I believe that my current creations are deeply supported by personal experiences that have fundamentally shaken my views on life and death. My numerous experiences have greatly propelled my curiosity to express the liminal spaces between life and death and impermanence through my works.

My artistic technique involves drawing with white pencils on black paper affixed to wooden panels, symbolizing the emergence of light from darkness. Additionally, it reflects the sense of unity with the universe I felt during my near-death experience, serving not only as a creative process but also as a projection of my profound inner world.

 

Profile

Toshihiro’s art is deeply rooted in personal experiences that have profoundly shaped his perspective on life and death. Surviving cardiac arrest multiple times and losing his wife to cancer were pivotal moments that led him to explore the themes of mortality and impermanence through his work.
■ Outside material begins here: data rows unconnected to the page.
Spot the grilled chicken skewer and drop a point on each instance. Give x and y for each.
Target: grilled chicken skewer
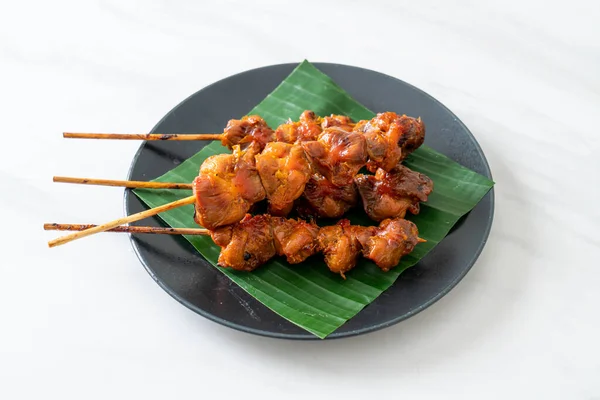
(321, 164)
(256, 239)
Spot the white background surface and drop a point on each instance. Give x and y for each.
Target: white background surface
(86, 321)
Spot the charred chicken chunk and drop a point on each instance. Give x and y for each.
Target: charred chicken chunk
(393, 239)
(249, 129)
(338, 155)
(250, 243)
(294, 239)
(306, 128)
(391, 194)
(390, 138)
(284, 171)
(326, 200)
(226, 188)
(340, 247)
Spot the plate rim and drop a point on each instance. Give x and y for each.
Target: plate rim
(308, 335)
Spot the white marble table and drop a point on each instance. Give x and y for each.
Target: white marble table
(77, 322)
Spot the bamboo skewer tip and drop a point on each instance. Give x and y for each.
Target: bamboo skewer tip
(120, 221)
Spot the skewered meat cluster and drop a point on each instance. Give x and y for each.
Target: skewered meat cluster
(317, 159)
(256, 239)
(391, 194)
(316, 162)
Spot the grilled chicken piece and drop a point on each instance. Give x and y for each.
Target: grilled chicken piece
(340, 247)
(327, 200)
(250, 243)
(393, 239)
(226, 188)
(390, 138)
(306, 128)
(294, 239)
(338, 155)
(339, 121)
(284, 171)
(256, 239)
(249, 129)
(246, 175)
(391, 194)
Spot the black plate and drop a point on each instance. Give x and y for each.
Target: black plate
(184, 274)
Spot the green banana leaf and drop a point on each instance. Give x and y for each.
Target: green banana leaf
(309, 295)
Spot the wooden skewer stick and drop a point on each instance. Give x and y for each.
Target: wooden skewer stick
(121, 221)
(144, 136)
(127, 184)
(129, 229)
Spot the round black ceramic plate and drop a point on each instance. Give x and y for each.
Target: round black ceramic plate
(184, 274)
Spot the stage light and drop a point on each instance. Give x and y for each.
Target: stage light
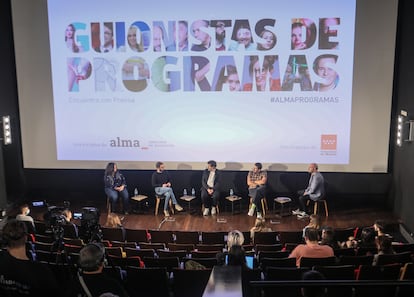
(6, 130)
(405, 129)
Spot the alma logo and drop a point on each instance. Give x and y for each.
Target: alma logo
(328, 142)
(118, 142)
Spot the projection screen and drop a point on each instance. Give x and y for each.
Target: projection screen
(184, 82)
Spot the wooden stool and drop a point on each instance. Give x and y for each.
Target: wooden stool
(158, 199)
(264, 205)
(108, 204)
(315, 206)
(202, 208)
(232, 199)
(282, 201)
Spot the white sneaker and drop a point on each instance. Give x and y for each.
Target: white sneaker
(302, 216)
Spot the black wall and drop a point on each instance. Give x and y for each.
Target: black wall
(402, 192)
(391, 190)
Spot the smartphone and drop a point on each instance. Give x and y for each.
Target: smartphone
(77, 215)
(38, 203)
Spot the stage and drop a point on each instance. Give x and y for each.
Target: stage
(192, 220)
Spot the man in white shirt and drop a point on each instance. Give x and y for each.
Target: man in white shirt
(210, 192)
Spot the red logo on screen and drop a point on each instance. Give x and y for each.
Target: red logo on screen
(328, 142)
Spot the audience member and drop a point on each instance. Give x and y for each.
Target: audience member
(92, 278)
(367, 239)
(237, 257)
(256, 181)
(210, 188)
(379, 228)
(23, 215)
(328, 238)
(18, 275)
(324, 67)
(315, 190)
(259, 226)
(234, 237)
(313, 291)
(311, 248)
(314, 222)
(161, 181)
(384, 246)
(115, 185)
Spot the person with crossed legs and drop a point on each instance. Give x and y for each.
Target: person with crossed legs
(210, 193)
(161, 182)
(256, 180)
(315, 190)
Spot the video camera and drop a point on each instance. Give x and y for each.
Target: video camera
(90, 216)
(54, 216)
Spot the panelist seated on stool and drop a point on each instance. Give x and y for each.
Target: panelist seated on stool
(161, 181)
(256, 180)
(115, 188)
(210, 193)
(315, 190)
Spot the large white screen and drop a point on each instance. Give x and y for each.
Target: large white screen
(149, 105)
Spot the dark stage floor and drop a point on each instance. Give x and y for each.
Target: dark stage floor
(225, 221)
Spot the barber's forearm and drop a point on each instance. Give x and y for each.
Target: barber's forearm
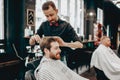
(31, 41)
(74, 45)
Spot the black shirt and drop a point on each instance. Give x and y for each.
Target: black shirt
(63, 30)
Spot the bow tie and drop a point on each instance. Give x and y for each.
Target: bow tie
(54, 24)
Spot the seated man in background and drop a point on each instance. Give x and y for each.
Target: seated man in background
(50, 67)
(104, 59)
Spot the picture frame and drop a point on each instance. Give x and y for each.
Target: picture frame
(30, 17)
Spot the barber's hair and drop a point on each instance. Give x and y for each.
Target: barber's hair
(47, 4)
(46, 43)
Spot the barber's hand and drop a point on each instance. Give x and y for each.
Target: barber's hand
(60, 41)
(34, 39)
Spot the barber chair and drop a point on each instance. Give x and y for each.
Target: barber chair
(100, 74)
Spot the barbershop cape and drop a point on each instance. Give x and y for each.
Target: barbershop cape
(50, 69)
(106, 60)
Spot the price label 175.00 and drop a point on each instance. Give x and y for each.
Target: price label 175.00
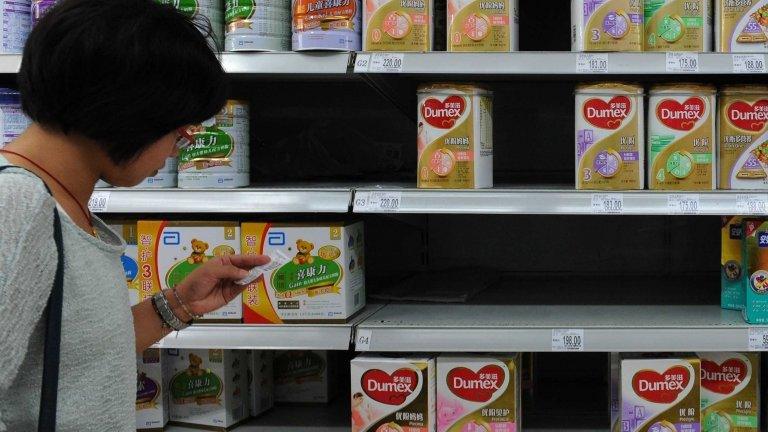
(682, 62)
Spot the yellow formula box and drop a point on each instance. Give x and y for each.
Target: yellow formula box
(323, 278)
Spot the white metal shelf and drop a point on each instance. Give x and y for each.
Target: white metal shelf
(543, 200)
(10, 63)
(322, 63)
(293, 199)
(267, 336)
(316, 418)
(552, 63)
(607, 328)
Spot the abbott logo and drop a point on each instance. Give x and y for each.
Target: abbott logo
(276, 238)
(171, 238)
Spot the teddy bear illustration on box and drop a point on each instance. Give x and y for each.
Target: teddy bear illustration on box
(198, 252)
(304, 255)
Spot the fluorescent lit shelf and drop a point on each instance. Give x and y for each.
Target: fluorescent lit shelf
(606, 328)
(558, 200)
(272, 336)
(293, 199)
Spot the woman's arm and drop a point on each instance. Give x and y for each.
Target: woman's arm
(206, 289)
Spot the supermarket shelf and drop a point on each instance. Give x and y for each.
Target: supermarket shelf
(299, 199)
(10, 63)
(274, 336)
(550, 63)
(318, 418)
(559, 200)
(318, 63)
(493, 328)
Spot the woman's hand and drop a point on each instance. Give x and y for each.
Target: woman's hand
(212, 285)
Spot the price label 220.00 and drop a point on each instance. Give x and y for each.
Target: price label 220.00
(99, 202)
(373, 202)
(567, 339)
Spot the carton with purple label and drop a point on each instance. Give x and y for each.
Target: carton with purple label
(755, 255)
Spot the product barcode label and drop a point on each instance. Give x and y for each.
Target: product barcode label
(386, 63)
(362, 63)
(99, 202)
(363, 340)
(607, 203)
(592, 63)
(680, 204)
(749, 63)
(758, 339)
(567, 340)
(682, 62)
(377, 202)
(751, 204)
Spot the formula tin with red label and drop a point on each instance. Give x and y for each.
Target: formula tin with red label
(327, 25)
(610, 137)
(478, 392)
(392, 393)
(455, 137)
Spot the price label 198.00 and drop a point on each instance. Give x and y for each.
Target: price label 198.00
(567, 340)
(758, 339)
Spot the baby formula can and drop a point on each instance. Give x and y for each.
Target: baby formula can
(455, 137)
(678, 25)
(610, 136)
(741, 26)
(606, 25)
(681, 137)
(258, 25)
(330, 25)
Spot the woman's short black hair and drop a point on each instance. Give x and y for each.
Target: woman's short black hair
(122, 73)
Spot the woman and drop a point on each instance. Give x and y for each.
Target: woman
(107, 85)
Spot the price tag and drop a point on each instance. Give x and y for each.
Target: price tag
(363, 340)
(99, 202)
(749, 63)
(758, 339)
(592, 63)
(386, 63)
(682, 62)
(567, 339)
(683, 204)
(607, 203)
(751, 204)
(378, 202)
(362, 63)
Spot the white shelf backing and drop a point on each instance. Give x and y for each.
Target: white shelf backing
(322, 63)
(331, 199)
(503, 200)
(333, 417)
(551, 63)
(267, 336)
(492, 328)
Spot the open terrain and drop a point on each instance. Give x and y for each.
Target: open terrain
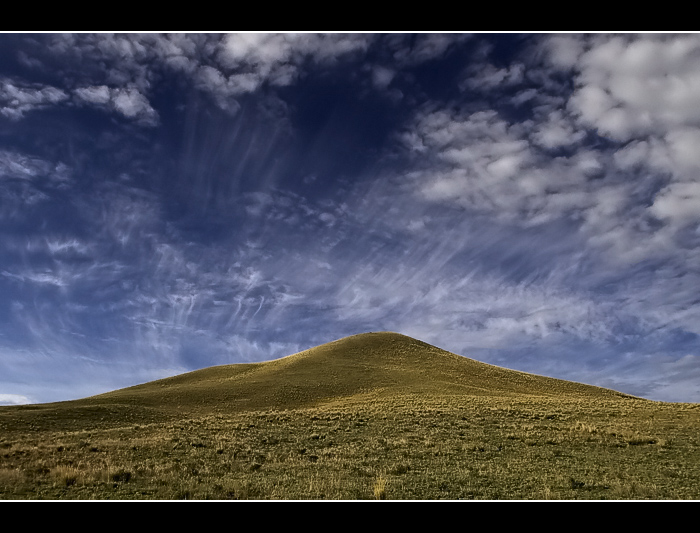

His current technique, which involves drawing with white pencils on black paper mounted on wooden boards, mirrors his journey of finding light in the darkness. It is both a creative expression and a reflection of his near-death experiences, where he felt an overwhelming sense of unity with the universe.

Toshihiro’s art is inspired by religious iconography, skulls, and the quiet stillness they evoke. He draws upon the symbolic power of these images to explore universal questions about existence. Through his work, he invites viewers to engage in a quiet dialogue, reflecting on the transient nature of life and their own place within it.

江川敏弘のアートは、人生観や死生観を根底から揺るがした個人的な経験に深く支えられています。幾度にもわたる心停止からの生還や、妻を癌で失った経験は、生と死のはざまや無常を作品で表現しようという探究心を大きく後押ししました。

彼の現在の制作技法は、木製パネルに水張りした黒い紙に白鉛筆のみで描くもので、暗闇から光を見出すことを象徴しています。また、臨死体験の中で感じた宇宙との一体感を反映した表現でもあり、それは単なる創作にとどまらず、深い内面世界の投影にもなっています。

江川敏弘の作品は、宗教的な図像や頭蓋骨などがもたらす静謐さに着想を得ながらも、それらの象徴性を用い人間の存在に関わる普遍的な問いを描き出しています。鑑賞者に対しては、人生の儚さや自らの存在意義を静かに見つめ直す機会を提供したいと考えています。